Patrick Mannion's page-one coverage of the IEEE's ultrawideband dust-up in Albuquerque in the Nov. 17 issue gave me that "deja vu all over again" feeling. The IEEE's 802 LAN/WAN group faced just such a battle 10 years ago over Ethernet.

A bout between the Fast Ethernet and 100VG-AnyLAN camps at a Denver meeting in 1993 ended with midnight sit-ins, shouting matches and chants of, "The LAN united will never be defeated!" Hewlett-Packard was accused of trying to ram VG through committee. But some participants in the Fast Ethernet were accused, and with justification, of unduly demonizing HP's Pat Thaler.

The IEEE awarded both Fast Ethernet and VG 802.x nomenclatures. Members of the plenary committee may have recognized the power of letting the market choose: The 802.12 Demand-Priority VG spec came out of the chute as a protocol of interest only to HP and partners and was obsolete within a year or two. Fast Ethernet, on the other hand, gained new life as a switched hub-based protocol and paved the way for Gigabit Ethernet and 10-Gbit Ethernet, along with promises of mid-life kickers.

Could the UWB community's multiband orthogonal frequency-division multiplexing and direct-squence CDMA camps similarly learn to get along until one dies out or both settle into niches? Certainly, within the 802.11 wireless-LAN worlds, different frequency bands and coding methods have learned to coexist within a common topology.
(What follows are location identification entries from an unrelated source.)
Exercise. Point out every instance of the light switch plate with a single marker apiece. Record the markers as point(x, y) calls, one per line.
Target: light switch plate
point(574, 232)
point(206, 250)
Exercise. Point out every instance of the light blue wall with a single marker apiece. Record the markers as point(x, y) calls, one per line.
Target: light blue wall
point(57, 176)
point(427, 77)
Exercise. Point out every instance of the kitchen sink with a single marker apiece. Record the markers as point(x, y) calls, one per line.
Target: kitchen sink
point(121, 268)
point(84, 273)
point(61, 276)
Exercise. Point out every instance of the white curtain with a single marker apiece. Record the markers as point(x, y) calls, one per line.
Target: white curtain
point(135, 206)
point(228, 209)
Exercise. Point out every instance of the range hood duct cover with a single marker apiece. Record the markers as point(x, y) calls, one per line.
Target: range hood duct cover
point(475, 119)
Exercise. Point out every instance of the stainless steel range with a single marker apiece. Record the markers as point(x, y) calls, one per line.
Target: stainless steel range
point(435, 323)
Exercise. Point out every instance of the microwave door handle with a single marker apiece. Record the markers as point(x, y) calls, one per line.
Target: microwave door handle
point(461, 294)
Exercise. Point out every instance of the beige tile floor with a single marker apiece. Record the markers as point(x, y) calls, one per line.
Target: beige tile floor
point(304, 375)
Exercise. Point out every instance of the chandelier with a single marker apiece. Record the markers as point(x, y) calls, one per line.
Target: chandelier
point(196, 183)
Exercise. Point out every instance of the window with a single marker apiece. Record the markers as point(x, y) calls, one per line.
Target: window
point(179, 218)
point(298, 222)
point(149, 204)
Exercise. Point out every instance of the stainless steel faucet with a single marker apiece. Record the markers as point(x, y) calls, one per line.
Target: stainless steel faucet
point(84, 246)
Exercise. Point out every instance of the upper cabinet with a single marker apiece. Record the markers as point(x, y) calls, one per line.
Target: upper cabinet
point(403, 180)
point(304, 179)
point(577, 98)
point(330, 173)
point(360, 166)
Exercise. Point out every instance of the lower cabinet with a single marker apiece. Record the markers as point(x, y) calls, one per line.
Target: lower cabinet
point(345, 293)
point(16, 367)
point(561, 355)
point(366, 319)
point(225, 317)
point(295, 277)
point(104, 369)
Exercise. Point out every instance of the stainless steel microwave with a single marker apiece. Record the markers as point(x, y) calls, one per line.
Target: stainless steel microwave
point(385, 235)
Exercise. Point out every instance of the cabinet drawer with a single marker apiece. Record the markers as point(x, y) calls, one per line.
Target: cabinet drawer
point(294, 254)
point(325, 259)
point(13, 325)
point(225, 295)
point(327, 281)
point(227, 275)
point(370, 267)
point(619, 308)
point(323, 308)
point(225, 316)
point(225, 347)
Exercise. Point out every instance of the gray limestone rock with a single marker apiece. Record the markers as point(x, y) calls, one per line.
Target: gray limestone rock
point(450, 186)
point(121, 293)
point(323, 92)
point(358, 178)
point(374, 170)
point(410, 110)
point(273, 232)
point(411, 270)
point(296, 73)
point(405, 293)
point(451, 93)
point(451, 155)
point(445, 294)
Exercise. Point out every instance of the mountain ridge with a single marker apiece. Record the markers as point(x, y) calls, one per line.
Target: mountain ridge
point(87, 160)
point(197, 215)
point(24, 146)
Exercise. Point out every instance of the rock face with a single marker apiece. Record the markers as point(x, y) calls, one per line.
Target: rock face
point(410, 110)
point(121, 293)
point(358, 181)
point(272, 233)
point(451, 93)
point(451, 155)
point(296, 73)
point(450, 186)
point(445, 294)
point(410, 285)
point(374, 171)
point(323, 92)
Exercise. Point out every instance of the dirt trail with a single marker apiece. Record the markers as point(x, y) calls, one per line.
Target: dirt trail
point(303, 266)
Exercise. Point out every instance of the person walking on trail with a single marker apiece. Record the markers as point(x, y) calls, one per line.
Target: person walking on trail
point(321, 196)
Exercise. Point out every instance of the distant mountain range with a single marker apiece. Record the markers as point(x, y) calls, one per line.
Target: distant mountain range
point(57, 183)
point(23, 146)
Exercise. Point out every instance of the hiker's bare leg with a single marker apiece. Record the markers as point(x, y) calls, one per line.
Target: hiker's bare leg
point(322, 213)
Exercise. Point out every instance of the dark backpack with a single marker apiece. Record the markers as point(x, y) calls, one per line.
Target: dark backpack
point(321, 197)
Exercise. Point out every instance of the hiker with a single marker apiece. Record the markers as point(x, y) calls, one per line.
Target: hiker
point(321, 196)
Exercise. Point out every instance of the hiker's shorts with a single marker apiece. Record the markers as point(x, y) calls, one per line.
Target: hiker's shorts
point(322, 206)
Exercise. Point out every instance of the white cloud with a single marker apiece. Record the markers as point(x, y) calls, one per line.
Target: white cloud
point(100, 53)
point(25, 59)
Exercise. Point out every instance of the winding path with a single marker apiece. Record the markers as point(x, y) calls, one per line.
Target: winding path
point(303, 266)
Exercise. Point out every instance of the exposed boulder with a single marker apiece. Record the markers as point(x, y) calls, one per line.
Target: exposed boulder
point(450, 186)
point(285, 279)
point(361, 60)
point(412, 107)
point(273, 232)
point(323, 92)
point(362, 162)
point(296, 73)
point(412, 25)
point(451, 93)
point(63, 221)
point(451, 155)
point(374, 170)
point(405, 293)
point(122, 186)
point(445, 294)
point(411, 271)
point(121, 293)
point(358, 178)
Meetings of the 802.15.3a task group needn't be death matches.

Cynics might say that such an approach makes sense for Sunday school but that the Intel/TI Multiband OFDM and Motorola/Xtreme Spectrum CDMA camps already have shifted to a zero-sum game. Both said in Albuquerque that they would reject a standard comprised of dual physical-layer specs.

Hold on a second. There is diversity within 802.11, since all flavors are based on a predictable access-point-to-mesh topology. UWB can be used in a variety of point-point and point-multipoint applications, both serial and network-like. Who's to say OFDM won't reign supreme in one realm, with DS-CDMA being preferred elsewhere?

But to get to that point, all parties have to unclench their fists and (pay attention, Intel) send the lawyers back home.

Loring Wirbel is communications editorial director for EE Times and its network publications.